This post is the following part #2 of the previous one - in fact Vadim's comments bring
me in some doubts about the possible radical difference in
implementation of AIO vs normal I/O in Linux and filesystems. As
well I've never used Sysbench for I/O testing until now, and was
curious to see it in action. From the previous tests the main
suspect point was about random writes (Wrnd) performance on a
single data file, so I'm focusing only on this case within the
following tests. On XFS performance issues started since 16
concurrent IO write processes, so I'm limiting the test cases
only to 1, 2, 4, 8 and 16 concurrent write threads (Sysbench is
multi-threaded), and for AIO writes seems 2 or 4 write threads
may be more than enough as each thread by default is managing 128
AIO write requests..
Few words about Sysbench "fileio" test options :
- As already mentioned, it's multithreaded, so all the following tests were executed with 1, 2, 4, 8, 16 threads
- Single 128GB data file is used for all workloads
- Random write is used as workload option ("rndwr")
- It has "sync" and "async" mode options for file I/O, and optional "direct" flag to use O_DIRECT
- For "async" there is also a "backlog" parameter to say how many AIO requests should be managed by a single thread (default is 128, and what is InnoDB is using too)
So, lets try with "sync" + "direct" random writes first, just to check if I will observe the same things as in my previous tests with IObench before:
Wrnd "sync"+"direct" with 4K block size:
- Ok, the result is looking very similar to before:
- EXT4 is blocked on the same write level for any number of concurrent threads (due IO serialization)
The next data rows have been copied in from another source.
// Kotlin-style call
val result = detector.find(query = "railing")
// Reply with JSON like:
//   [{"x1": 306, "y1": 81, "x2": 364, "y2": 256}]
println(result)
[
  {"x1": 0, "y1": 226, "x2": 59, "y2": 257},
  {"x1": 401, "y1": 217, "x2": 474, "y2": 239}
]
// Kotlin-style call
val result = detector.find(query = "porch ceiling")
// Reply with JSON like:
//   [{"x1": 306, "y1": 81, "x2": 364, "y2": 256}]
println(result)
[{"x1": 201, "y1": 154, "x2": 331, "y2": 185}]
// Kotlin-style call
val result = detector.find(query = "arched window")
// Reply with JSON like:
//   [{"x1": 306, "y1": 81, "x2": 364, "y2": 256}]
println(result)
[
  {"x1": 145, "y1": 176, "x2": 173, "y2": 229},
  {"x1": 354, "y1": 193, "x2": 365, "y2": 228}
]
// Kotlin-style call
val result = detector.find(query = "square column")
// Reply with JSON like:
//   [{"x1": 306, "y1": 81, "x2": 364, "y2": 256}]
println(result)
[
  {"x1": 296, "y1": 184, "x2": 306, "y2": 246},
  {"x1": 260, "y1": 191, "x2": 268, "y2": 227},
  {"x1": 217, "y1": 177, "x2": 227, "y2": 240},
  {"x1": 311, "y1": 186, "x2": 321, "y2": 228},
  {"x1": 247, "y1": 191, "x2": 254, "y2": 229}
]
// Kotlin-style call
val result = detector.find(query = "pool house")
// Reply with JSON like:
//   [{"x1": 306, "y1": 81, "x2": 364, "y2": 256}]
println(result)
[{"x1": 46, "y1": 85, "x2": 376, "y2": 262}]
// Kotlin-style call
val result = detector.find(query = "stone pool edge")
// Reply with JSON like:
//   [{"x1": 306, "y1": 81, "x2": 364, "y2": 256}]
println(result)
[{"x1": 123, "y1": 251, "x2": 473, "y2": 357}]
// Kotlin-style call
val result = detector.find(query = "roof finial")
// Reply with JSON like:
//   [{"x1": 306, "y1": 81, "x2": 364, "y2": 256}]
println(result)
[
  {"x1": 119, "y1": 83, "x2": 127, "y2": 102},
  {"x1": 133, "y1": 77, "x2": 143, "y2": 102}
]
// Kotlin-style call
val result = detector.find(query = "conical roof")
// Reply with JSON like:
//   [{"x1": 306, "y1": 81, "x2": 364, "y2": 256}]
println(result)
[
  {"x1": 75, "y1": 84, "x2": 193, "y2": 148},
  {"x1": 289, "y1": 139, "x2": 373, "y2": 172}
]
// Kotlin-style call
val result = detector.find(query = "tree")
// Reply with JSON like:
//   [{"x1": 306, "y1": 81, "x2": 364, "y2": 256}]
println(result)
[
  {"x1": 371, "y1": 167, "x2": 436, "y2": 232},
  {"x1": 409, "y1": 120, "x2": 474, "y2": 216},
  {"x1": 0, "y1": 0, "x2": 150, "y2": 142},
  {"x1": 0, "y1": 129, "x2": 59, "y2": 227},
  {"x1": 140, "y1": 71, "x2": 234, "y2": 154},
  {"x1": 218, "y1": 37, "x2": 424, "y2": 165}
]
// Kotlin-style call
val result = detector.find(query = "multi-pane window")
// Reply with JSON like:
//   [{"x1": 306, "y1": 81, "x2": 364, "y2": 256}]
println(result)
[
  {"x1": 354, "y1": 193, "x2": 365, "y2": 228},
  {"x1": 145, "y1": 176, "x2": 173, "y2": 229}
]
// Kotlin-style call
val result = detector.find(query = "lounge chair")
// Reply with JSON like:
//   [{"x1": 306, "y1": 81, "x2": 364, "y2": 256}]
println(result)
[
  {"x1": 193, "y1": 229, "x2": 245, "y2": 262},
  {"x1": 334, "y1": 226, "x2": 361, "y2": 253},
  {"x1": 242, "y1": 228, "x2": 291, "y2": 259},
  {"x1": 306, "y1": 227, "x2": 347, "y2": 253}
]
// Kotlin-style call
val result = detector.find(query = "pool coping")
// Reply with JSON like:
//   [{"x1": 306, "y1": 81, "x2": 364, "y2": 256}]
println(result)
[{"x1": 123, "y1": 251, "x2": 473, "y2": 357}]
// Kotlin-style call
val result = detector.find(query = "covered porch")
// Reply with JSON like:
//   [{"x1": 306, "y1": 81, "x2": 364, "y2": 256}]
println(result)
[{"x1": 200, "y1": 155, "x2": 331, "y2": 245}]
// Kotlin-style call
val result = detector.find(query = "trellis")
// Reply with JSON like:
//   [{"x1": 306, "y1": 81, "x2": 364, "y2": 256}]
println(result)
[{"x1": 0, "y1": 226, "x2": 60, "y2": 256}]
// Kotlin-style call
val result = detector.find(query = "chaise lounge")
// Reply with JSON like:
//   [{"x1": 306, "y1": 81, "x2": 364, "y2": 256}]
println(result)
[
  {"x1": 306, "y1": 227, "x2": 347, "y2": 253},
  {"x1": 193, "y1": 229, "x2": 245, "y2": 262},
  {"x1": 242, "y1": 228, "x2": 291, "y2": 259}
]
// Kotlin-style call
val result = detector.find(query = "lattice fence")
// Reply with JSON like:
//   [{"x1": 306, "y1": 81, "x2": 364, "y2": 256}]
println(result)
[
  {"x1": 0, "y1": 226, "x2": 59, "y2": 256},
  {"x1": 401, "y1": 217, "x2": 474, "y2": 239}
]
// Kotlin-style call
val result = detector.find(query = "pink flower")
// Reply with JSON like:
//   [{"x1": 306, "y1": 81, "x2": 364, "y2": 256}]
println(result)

- while XFS is performing more than x2 times better, but getting a huge drop since 16 concurrent threads..
Wrnd "sync"+"direct" with 16K block size :
- Same here, except that the difference in performance is reaching x4 times better result for XFS
- And similar drop since 16 threads..
However, things are changing radically when AIO is used ("async" instead of "sync").
Wrnd "async"+"direct" with 4K block size:
- Max write performance is pretty the same for both file systems
- While EXT4 remains stable on all threads levels, and XFS is hitting a regression since 4 threads..
- Not too far from the RAW device performance observed before..
Wrnd "async"+"direct" with 16K block size:
- Pretty similar as with 4K results, except that regression on XFS is starting since 8 threads now..
- Both are not far now from the RAW device performance observed in previous tests
From all points of view, AIO write performance is looking way better! While I'm still surprised by a so spectacular transformation of EXT4.. - I have some doubts here if something within I/O processing is still not buffered within EXT4, even if the O_DIRECT flag is used. And if we'll read Linux doc about O_DIRECT implementation, we may see that O_SYNC should be used in addition to O_DIRECT to guarantee the synchronous write: " O_DIRECT (Since Linux 2.4.10)Try to minimize cache effects of the I/O to and from this file. Ingeneral this will degrade performance, but it is useful in specialsituations, such as when applications do their own caching. File I/Ois done directly to/from user space buffers. The O_DIRECT flag on itsown makes at an effort to transfer data synchronously, but does notgive the guarantees of the O_SYNC that data and necessary metadata aretransferred. To guarantee synchronous I/O the O_SYNC must be used inaddition to O_DIRECT. See NOTES below for further discussion. "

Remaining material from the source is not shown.